When I stepped on this path there were a lot of changes I wanted to make, and, a lot of things I wished to be removed that I knew were standing in my way of becoming the person I wanted to be, but, some of those things, even though I knew they were standing in my way, I was still holding onto, stubbornly clinging to them for dear life. It seemed like a lot to shed everything at once, even though those things I was needing to let go of hadn’t worked for me, in fact, had brought me to my knees in pain, agony and desperation, some things were still difficult to part with at the beginning of my journey.
I started with the things I knew I could let go first, changes I knew I could take, there were obvious ones that had to go immediately if I was going to make any progress, it felt good to let those go, still a bit scary because they were what I knew, but they had brought me to a place that was even scarier, so those were easier to drop. In their place I had to replace new habits, new thinking and a new way of life that was going to get me on a better path, but there were still those habits or character traits I would cling onto like a lifeboat out in this new ocean of uncharted waters, things I knew I had to let go, or change, but had, I thought, served me well, up until that point. The truth was, I had to do a major overhaul, and pretty much scrap everything if I was to to get better, but some of those things were easier to scrap than others. When we experience trauma, we typically get into “survival mode” or a fight or flight mentality, and that becomes our new normal, we live in that place because no one has told us we can turn it off, we think we have to stay there to protect ourselves when in fact it starts to get in the way of us growing, learning, forging new relationships, or even nurturing the ones we have, it actually fences us off from the world around us and our world becomes very small. It takes time to tear down those walls and fences and start to come out from, what we think, is the safety of them, and sometimes that starts with just the being willing to be willing, we may not be ready to do it, but if we are willing to be willing to do it, that will get us moving in the right direction. Willingness was the key to my freedom, I’ve written about that before, willingness was like a flashlight in the darkness, if I followed it’s beam it was going to bring me into the light. And it did.

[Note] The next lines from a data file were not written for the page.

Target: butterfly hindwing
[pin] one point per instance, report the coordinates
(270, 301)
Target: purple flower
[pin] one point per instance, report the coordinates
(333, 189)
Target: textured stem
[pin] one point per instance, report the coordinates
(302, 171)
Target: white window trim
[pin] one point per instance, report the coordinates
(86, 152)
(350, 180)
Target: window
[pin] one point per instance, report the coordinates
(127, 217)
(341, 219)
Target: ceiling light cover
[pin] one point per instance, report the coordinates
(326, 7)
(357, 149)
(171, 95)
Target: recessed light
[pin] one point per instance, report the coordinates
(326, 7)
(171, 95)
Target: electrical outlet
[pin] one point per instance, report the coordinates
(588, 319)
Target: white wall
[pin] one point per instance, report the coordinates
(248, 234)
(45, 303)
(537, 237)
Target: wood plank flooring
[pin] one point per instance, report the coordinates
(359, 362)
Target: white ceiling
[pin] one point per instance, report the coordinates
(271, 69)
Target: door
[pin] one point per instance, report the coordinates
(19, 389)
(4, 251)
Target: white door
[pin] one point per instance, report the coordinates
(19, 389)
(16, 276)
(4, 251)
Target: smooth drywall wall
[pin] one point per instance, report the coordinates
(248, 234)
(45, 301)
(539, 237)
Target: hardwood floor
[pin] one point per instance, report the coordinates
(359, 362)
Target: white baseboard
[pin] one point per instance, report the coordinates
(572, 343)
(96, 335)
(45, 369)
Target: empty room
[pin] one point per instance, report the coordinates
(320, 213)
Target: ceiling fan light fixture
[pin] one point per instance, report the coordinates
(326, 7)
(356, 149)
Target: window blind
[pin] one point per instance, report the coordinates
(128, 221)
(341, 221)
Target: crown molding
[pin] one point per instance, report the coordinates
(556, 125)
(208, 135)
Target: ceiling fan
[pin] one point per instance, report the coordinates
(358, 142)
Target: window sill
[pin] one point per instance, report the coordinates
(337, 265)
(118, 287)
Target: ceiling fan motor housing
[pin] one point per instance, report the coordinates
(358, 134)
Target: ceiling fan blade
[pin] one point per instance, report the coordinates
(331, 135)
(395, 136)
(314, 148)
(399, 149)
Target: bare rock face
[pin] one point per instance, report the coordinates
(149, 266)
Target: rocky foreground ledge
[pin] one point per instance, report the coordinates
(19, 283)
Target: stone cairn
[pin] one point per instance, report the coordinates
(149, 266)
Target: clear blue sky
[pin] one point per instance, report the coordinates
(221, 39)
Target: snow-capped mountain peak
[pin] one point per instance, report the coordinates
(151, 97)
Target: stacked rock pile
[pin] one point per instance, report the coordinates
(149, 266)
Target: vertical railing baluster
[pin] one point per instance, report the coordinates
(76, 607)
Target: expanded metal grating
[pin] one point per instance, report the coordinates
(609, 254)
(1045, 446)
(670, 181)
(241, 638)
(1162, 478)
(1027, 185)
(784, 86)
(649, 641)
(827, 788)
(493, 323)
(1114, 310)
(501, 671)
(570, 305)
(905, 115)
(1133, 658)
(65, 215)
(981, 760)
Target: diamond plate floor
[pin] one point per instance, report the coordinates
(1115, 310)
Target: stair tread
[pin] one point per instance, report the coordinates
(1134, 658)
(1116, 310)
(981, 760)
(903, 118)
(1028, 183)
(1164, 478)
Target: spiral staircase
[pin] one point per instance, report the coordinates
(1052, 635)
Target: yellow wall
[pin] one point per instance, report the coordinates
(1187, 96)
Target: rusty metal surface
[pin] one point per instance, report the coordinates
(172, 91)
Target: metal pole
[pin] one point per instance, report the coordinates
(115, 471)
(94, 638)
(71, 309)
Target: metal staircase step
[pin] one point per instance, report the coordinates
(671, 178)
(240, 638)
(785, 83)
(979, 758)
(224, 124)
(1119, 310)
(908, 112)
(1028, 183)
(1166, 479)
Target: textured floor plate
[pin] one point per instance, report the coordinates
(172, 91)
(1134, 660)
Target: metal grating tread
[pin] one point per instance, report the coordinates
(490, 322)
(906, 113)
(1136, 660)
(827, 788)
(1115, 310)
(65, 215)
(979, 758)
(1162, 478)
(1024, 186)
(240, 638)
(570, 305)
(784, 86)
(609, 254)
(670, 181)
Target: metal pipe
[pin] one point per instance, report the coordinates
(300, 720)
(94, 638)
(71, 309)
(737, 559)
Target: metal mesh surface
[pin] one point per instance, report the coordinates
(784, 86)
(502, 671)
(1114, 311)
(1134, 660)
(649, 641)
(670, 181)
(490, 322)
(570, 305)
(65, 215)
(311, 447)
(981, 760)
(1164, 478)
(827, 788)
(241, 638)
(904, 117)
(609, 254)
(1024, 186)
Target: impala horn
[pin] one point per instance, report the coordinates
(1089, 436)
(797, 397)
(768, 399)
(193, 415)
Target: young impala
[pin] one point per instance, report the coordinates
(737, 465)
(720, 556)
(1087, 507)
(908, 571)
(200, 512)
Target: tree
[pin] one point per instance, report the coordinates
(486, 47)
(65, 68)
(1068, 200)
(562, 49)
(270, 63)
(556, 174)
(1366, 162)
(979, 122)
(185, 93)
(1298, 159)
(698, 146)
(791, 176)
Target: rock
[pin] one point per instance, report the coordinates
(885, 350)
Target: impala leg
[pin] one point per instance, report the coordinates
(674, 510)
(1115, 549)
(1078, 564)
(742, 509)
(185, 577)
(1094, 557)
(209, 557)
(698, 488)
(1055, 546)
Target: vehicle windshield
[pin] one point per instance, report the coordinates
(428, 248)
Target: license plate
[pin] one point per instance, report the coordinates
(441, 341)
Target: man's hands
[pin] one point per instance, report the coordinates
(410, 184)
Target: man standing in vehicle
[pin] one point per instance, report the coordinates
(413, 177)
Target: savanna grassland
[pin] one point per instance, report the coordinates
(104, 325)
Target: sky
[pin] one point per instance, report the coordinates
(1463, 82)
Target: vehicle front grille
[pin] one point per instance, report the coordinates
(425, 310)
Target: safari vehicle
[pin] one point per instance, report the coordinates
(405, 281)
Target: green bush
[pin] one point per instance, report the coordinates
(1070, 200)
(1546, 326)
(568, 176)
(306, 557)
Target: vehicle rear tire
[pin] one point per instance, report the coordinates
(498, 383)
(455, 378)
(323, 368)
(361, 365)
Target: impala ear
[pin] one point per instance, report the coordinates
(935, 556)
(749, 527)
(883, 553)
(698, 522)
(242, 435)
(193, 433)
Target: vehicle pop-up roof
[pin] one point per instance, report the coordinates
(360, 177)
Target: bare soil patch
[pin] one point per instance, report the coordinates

Sometimes we may feel we are ready to change, to do the work to get us from where we are to where you want to be, or know we can be, but there may be obstacles we put in our own way. We don’t have to clean house all in one day, but at least be willing to be willing to get rid of those obstacles when we feel we can, that already loosens them from around us so that one day we may become willing to let them go, or cut the chains that tie us to them. We do what we can each day, not judging ourselves or comparing ourselves to others, we may be on the same path as others, but we all walk at our own pace. Find it in your heart today for the willingness to be willing to let go what no longer serves you so that you can focus on becoming and being who you truly are and are meant to be. SLAY on!
SLAY OF THE DAY: Do you hang onto things that you know get in your way of what you want and who you want to be? Why do you do this? Do you think it helps you to hang on? Do you realize it harms you? How does it harm you? What can you do to let go of something that is standing in your way of your own happiness? If it was removed from your path, what would it help you to do for yourself? Imagine it already has SLAYER, find some time to sit quietly and envision letting go of what stands in your way and you already being free of it, see how that will improve your life, feel it, and remember what that looks and feels like as you find the willingness to let go of what’s blocking you from being your best you.